Estamos apenados por las guerras en el mundo, y solo nos queda el recurso de la oración
Hace unos días, unas chicas se acercaron a Castel Gandolfo para rondar al papa León. Él salió al balcón mientras le cantaban; una de la rondalla le preguntó qué quería de ellas, y el santo Padre les dijo: “Recen por la paz, recen por mí”. Qué poder tan grande debe tener la oración, que todos los papas piden lo mismo: ¡recen!? Lo mismo han aconsejado todos los santos: que recemos. Y lo mismo nos dice Jesús: “Pedid y se os dará”.
Estamos apenados por las guerras en el mundo. Los poderosos no consiguen atajarlas, por más gestiones que hagan. Lo mismo ocurre con las organizaciones internacionales: por muchas conferencias que celebren, el mundo está plagado de conflictos. Lo vemos constantemente en las noticias: imágenes aterradoras. Solo nos queda el recurso de la oración.
El mensaje central de Fátima es una llamada a la oración, la penitencia y la conversión, con el objetivo de lograr la paz mundial. Eso pidió la Señora a los pastorcillos: “Rezad el Rosario todos los días para alcanzar la paz en el mundo y el fin de la guerra”. También pidió que hicieran sacrificios —que son la oración del cuerpo y de los sentidos—: ofrecían la sed, compartir la merienda o darla a otros, las incomodidades, el calor, las incomprensiones y las persecuciones.

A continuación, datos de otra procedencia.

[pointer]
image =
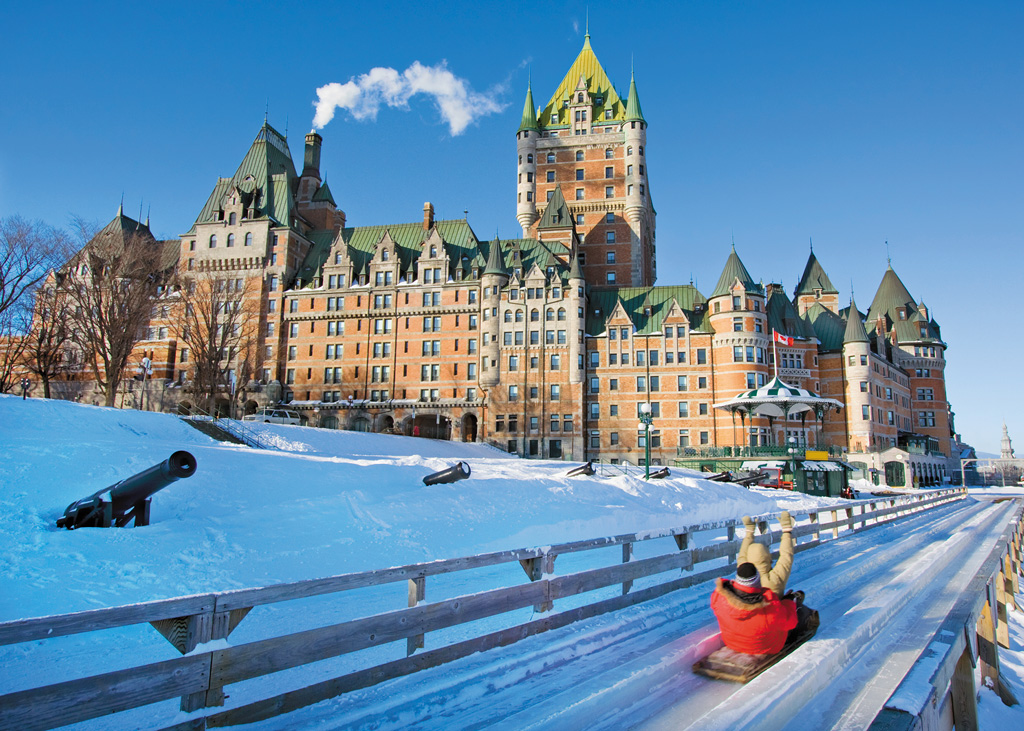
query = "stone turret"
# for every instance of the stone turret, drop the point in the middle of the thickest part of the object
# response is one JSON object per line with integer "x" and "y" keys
{"x": 494, "y": 280}
{"x": 526, "y": 138}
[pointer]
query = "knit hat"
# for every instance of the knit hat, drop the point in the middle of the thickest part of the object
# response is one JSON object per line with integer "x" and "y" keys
{"x": 747, "y": 576}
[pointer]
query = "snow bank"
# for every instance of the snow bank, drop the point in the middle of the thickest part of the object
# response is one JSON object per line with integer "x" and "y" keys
{"x": 322, "y": 503}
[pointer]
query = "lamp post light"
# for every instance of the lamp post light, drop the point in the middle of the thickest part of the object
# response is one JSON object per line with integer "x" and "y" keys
{"x": 646, "y": 419}
{"x": 793, "y": 456}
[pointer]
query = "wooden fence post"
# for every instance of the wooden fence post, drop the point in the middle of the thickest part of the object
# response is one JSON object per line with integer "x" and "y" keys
{"x": 627, "y": 557}
{"x": 964, "y": 694}
{"x": 417, "y": 593}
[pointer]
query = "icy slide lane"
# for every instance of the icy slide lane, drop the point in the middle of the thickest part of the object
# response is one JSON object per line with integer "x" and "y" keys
{"x": 881, "y": 594}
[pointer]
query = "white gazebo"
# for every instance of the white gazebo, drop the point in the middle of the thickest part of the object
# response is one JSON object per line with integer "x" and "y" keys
{"x": 777, "y": 399}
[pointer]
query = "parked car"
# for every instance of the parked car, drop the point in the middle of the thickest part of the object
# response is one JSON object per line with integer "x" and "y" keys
{"x": 274, "y": 416}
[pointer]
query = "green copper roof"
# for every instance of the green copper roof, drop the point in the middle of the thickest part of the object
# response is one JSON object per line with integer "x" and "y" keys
{"x": 324, "y": 194}
{"x": 557, "y": 214}
{"x": 814, "y": 277}
{"x": 783, "y": 318}
{"x": 827, "y": 327}
{"x": 733, "y": 270}
{"x": 633, "y": 111}
{"x": 891, "y": 298}
{"x": 528, "y": 112}
{"x": 855, "y": 332}
{"x": 634, "y": 299}
{"x": 265, "y": 178}
{"x": 496, "y": 262}
{"x": 598, "y": 85}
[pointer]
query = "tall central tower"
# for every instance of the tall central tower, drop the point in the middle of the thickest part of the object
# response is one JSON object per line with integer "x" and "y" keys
{"x": 591, "y": 143}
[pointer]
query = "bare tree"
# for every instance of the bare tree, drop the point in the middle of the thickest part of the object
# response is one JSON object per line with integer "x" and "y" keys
{"x": 216, "y": 320}
{"x": 110, "y": 287}
{"x": 29, "y": 250}
{"x": 13, "y": 325}
{"x": 48, "y": 349}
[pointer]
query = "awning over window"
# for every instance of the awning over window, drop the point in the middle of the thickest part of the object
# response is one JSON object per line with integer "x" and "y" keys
{"x": 822, "y": 467}
{"x": 756, "y": 465}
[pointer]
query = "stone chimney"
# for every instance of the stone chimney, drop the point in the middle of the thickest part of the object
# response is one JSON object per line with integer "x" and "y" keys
{"x": 310, "y": 161}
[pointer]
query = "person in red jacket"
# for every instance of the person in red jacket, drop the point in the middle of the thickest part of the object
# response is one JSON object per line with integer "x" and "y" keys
{"x": 753, "y": 619}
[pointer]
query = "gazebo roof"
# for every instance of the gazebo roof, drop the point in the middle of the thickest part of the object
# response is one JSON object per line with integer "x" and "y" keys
{"x": 777, "y": 398}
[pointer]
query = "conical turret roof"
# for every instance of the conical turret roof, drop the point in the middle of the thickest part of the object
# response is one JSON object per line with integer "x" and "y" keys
{"x": 891, "y": 297}
{"x": 855, "y": 332}
{"x": 496, "y": 261}
{"x": 633, "y": 111}
{"x": 814, "y": 277}
{"x": 528, "y": 111}
{"x": 733, "y": 270}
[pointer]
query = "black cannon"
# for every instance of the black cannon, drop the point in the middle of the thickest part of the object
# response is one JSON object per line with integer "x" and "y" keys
{"x": 128, "y": 499}
{"x": 587, "y": 470}
{"x": 456, "y": 472}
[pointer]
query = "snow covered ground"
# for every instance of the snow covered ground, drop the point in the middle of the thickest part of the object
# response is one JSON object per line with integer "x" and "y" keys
{"x": 324, "y": 503}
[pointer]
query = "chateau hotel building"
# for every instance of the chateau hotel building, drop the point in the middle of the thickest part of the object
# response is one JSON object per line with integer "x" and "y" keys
{"x": 546, "y": 345}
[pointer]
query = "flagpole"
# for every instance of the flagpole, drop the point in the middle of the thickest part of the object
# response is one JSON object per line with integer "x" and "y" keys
{"x": 774, "y": 351}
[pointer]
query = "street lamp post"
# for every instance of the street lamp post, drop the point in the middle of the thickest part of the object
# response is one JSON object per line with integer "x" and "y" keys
{"x": 646, "y": 419}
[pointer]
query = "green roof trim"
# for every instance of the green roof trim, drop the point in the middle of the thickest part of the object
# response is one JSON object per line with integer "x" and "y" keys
{"x": 528, "y": 112}
{"x": 634, "y": 300}
{"x": 827, "y": 327}
{"x": 598, "y": 85}
{"x": 633, "y": 111}
{"x": 814, "y": 277}
{"x": 855, "y": 332}
{"x": 733, "y": 270}
{"x": 496, "y": 262}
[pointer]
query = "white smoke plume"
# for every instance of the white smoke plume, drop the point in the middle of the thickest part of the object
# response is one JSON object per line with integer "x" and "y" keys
{"x": 363, "y": 96}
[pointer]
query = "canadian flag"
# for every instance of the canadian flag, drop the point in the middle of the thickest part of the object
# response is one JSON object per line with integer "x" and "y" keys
{"x": 779, "y": 338}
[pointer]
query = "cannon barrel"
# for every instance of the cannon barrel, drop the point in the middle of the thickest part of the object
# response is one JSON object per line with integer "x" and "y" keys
{"x": 120, "y": 503}
{"x": 456, "y": 472}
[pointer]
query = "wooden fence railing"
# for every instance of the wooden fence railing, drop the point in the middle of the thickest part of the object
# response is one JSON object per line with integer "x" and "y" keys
{"x": 969, "y": 637}
{"x": 200, "y": 678}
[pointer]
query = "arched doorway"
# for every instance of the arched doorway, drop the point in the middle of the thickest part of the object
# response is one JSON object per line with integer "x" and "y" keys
{"x": 469, "y": 427}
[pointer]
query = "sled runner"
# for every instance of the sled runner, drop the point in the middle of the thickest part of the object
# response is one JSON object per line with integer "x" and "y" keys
{"x": 741, "y": 668}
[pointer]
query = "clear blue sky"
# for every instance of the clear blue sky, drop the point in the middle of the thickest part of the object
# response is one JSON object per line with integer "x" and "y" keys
{"x": 849, "y": 123}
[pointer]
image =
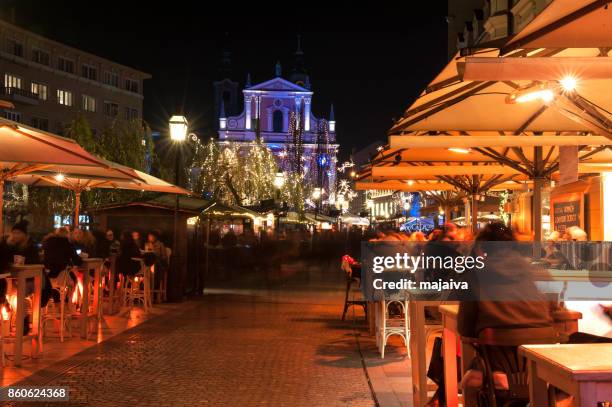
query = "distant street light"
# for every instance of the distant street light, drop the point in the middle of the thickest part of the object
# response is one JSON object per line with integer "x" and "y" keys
{"x": 178, "y": 128}
{"x": 178, "y": 133}
{"x": 279, "y": 180}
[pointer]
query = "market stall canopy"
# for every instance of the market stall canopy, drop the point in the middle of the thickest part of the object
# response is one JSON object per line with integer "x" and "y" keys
{"x": 25, "y": 150}
{"x": 354, "y": 220}
{"x": 567, "y": 103}
{"x": 220, "y": 210}
{"x": 567, "y": 23}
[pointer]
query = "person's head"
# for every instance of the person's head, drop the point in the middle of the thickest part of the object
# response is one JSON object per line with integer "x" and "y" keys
{"x": 153, "y": 236}
{"x": 127, "y": 236}
{"x": 62, "y": 232}
{"x": 495, "y": 232}
{"x": 576, "y": 234}
{"x": 19, "y": 232}
{"x": 449, "y": 232}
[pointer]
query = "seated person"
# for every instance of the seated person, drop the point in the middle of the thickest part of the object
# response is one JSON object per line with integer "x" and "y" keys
{"x": 60, "y": 254}
{"x": 127, "y": 252}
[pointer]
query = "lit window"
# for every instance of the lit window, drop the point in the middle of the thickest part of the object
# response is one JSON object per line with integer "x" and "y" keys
{"x": 89, "y": 72}
{"x": 131, "y": 85}
{"x": 40, "y": 90}
{"x": 11, "y": 81}
{"x": 111, "y": 109}
{"x": 89, "y": 103}
{"x": 64, "y": 97}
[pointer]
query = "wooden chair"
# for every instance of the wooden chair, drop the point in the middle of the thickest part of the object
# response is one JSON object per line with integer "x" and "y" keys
{"x": 496, "y": 350}
{"x": 351, "y": 278}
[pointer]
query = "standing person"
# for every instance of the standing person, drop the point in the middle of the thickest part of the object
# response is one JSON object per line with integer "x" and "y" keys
{"x": 18, "y": 243}
{"x": 60, "y": 254}
{"x": 155, "y": 255}
{"x": 155, "y": 246}
{"x": 137, "y": 239}
{"x": 84, "y": 240}
{"x": 127, "y": 252}
{"x": 113, "y": 244}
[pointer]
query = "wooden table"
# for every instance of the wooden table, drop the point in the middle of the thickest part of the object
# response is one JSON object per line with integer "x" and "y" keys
{"x": 21, "y": 274}
{"x": 582, "y": 370}
{"x": 418, "y": 349}
{"x": 94, "y": 264}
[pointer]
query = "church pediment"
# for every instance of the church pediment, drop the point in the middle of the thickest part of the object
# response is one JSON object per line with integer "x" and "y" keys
{"x": 279, "y": 84}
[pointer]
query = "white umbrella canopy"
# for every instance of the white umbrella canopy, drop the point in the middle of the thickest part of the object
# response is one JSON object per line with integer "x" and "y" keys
{"x": 24, "y": 150}
{"x": 115, "y": 176}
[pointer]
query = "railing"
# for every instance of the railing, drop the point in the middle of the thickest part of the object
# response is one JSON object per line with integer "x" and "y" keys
{"x": 13, "y": 91}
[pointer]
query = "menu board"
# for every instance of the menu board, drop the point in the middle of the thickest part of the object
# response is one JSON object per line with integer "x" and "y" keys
{"x": 566, "y": 214}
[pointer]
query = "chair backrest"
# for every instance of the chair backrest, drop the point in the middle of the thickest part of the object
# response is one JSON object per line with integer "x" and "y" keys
{"x": 518, "y": 336}
{"x": 498, "y": 349}
{"x": 344, "y": 266}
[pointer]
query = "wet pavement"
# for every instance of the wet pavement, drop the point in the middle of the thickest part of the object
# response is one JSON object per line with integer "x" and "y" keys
{"x": 276, "y": 344}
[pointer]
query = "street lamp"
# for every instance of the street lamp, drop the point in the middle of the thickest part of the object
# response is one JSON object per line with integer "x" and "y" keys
{"x": 178, "y": 128}
{"x": 178, "y": 133}
{"x": 279, "y": 181}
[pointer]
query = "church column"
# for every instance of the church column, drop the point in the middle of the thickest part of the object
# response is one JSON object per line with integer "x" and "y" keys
{"x": 307, "y": 114}
{"x": 247, "y": 109}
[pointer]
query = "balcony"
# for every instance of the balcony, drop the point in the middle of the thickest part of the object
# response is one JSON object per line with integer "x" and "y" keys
{"x": 19, "y": 95}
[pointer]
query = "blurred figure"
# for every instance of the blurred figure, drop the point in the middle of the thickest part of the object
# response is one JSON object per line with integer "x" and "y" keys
{"x": 229, "y": 239}
{"x": 60, "y": 254}
{"x": 19, "y": 243}
{"x": 113, "y": 244}
{"x": 127, "y": 253}
{"x": 84, "y": 241}
{"x": 155, "y": 246}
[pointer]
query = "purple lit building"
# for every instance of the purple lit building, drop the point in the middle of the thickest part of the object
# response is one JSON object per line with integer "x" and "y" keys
{"x": 270, "y": 110}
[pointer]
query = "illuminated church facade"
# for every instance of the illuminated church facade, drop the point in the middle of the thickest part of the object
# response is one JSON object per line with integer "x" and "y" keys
{"x": 276, "y": 111}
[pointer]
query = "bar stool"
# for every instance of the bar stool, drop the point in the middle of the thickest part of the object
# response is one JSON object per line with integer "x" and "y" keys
{"x": 390, "y": 326}
{"x": 352, "y": 277}
{"x": 63, "y": 316}
{"x": 132, "y": 291}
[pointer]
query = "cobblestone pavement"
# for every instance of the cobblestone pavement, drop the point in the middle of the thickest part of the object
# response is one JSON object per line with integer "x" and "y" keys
{"x": 225, "y": 350}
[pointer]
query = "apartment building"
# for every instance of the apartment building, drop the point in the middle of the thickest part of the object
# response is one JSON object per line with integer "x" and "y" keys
{"x": 474, "y": 22}
{"x": 49, "y": 83}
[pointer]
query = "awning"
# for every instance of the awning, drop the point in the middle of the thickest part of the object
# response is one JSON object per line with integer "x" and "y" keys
{"x": 567, "y": 23}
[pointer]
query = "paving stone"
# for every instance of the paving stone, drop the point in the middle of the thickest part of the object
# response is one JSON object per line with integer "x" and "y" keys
{"x": 224, "y": 351}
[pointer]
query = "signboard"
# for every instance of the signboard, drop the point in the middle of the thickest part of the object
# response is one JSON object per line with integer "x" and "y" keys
{"x": 566, "y": 214}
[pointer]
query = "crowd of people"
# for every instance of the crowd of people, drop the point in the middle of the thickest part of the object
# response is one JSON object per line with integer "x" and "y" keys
{"x": 63, "y": 250}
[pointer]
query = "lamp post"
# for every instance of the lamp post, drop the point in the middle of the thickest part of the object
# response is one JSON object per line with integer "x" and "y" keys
{"x": 178, "y": 133}
{"x": 279, "y": 182}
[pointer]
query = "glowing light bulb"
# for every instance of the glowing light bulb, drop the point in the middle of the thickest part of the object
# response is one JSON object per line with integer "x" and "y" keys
{"x": 568, "y": 83}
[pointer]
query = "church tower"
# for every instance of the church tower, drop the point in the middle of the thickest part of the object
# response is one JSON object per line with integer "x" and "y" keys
{"x": 224, "y": 88}
{"x": 299, "y": 75}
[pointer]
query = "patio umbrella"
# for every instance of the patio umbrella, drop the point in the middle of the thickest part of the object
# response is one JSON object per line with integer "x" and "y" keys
{"x": 24, "y": 150}
{"x": 106, "y": 178}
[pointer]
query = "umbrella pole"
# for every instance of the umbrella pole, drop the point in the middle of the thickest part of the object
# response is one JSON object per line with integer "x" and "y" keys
{"x": 474, "y": 214}
{"x": 1, "y": 207}
{"x": 77, "y": 205}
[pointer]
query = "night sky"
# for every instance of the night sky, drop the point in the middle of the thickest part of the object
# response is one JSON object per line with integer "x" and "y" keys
{"x": 369, "y": 60}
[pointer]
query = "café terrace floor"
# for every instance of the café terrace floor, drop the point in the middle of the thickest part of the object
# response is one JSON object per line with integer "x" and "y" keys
{"x": 276, "y": 340}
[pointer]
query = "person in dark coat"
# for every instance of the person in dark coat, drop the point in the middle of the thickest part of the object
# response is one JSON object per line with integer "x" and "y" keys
{"x": 18, "y": 243}
{"x": 127, "y": 251}
{"x": 60, "y": 253}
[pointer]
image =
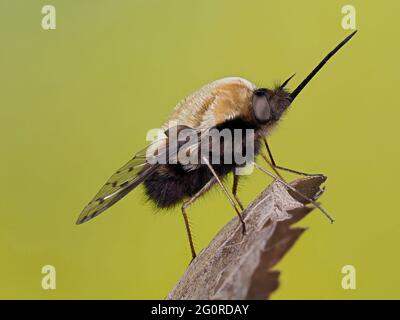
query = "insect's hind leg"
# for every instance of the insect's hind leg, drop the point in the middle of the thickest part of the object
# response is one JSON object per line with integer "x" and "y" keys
{"x": 275, "y": 166}
{"x": 234, "y": 190}
{"x": 186, "y": 204}
{"x": 231, "y": 201}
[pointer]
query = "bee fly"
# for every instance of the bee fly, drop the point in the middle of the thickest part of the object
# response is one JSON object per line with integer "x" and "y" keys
{"x": 229, "y": 103}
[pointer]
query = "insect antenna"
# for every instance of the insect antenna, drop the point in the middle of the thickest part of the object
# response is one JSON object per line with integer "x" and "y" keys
{"x": 284, "y": 84}
{"x": 301, "y": 86}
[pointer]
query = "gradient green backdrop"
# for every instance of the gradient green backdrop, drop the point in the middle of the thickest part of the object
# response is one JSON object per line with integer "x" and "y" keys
{"x": 76, "y": 103}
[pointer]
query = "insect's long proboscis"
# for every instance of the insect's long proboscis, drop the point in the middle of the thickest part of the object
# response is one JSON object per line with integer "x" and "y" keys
{"x": 301, "y": 86}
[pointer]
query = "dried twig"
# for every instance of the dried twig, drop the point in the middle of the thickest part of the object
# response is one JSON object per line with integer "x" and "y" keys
{"x": 237, "y": 266}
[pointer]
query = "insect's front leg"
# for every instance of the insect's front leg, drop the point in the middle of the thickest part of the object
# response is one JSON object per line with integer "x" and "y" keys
{"x": 274, "y": 166}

La paz tiene un precio que no es solamente económico. El famoso adagio si vis pacem, para bellum no se refiere al rearme de material bélico: no se trata de más bombas. Es necesario que un rearme moral vaya por delante. Si solo nos preocupamos por nuestros intereses, nuestra comodidad, y vivir bien —como una mascota mimada— nunca tendremos paz interior, ni colaboraremos a la paz exterior.
La oración y el sacrificio, la adoración eucarística y la frecuencia en los sacramentos lograron que unos pobres e ignorantes niños, siguiendo las instrucciones de la Virgen de Fátima —Señora de la Paz— pacificaran Portugal, impidieran que entrara en guerra y ayudaran a poner fin a la guerra mundial.
Si todos, creyentes y personas de buena voluntad, nos uniéramos para trabajar por la paz, lo lograríamos. Una excusa fácil es pensar que no podemos hacer nada, que el mundo está corrompido, que nuestros gobernantes son unos impresentables, que la ira de Dios está desatada. Pero, una vez más, la Biblia nos dice que no es así: que podemos cambiar el curso de los acontecimientos, que podemos aplicar nuestra libertad hacia el bien, que Dios nos escucha y que con Él podemos mucho.
Jesús nos anima a rezar, a pedir: “Pues yo os digo a vosotros: pedid y se os dará, buscad y hallaréis, llamad y se os abrirá; porque todo el que pide recibe, y el que busca halla, y al que llama se le abre.
¿Qué padre entre vosotros, si su hijo le pide un pez, le dará una serpiente en lugar del pez? ¿O si le pide un huevo, le dará un escorpión? Si vosotros, pues, que sois malos, sabéis dar cosas buenas a vuestros hijos, ¿cuánto más el Padre del cielo dará el Espíritu Santo a los que le piden?”
¿Qué cualidades debe tener la oración para que sea escuchada? Debe ser sincera, humilde, llena de fe, perseverante y conforme a la voluntad de Dios. La oración no se reduce a un deseo espontáneo, sino que debe nacer del fondo del corazón. Es decir, debe hacerse desde dentro: ora la persona entera, no solo con las palabras, también con los hechos; no solo oran los sentimientos, también nuestras acciones.
El corazón es el lugar de la verdad, donde elegimos entre la vida y la muerte. Es el lugar del encuentro con Dios, de la relación personal entre Él y cada uno de nosotros. Ahí, en nuestro interior, debe reinar la coherencia. Los deseos deben estar acompañados por nuestra vida, nuestras elecciones, nuestra fidelidad.
Dice Camino: “Después de la oración del sacerdote y de las vírgenes consagradas, la oración más grata a Dios es la de los niños y la de los enfermos”. Contemos con la sencillez de los niños: recemos cada día un misterio del Rosario con ellos, pidiendo por la paz y por nuestra sociedad. Acompañemos a nuestros enfermos y mayores, y pidamos que lo ofrezcan todo por estas intenciones.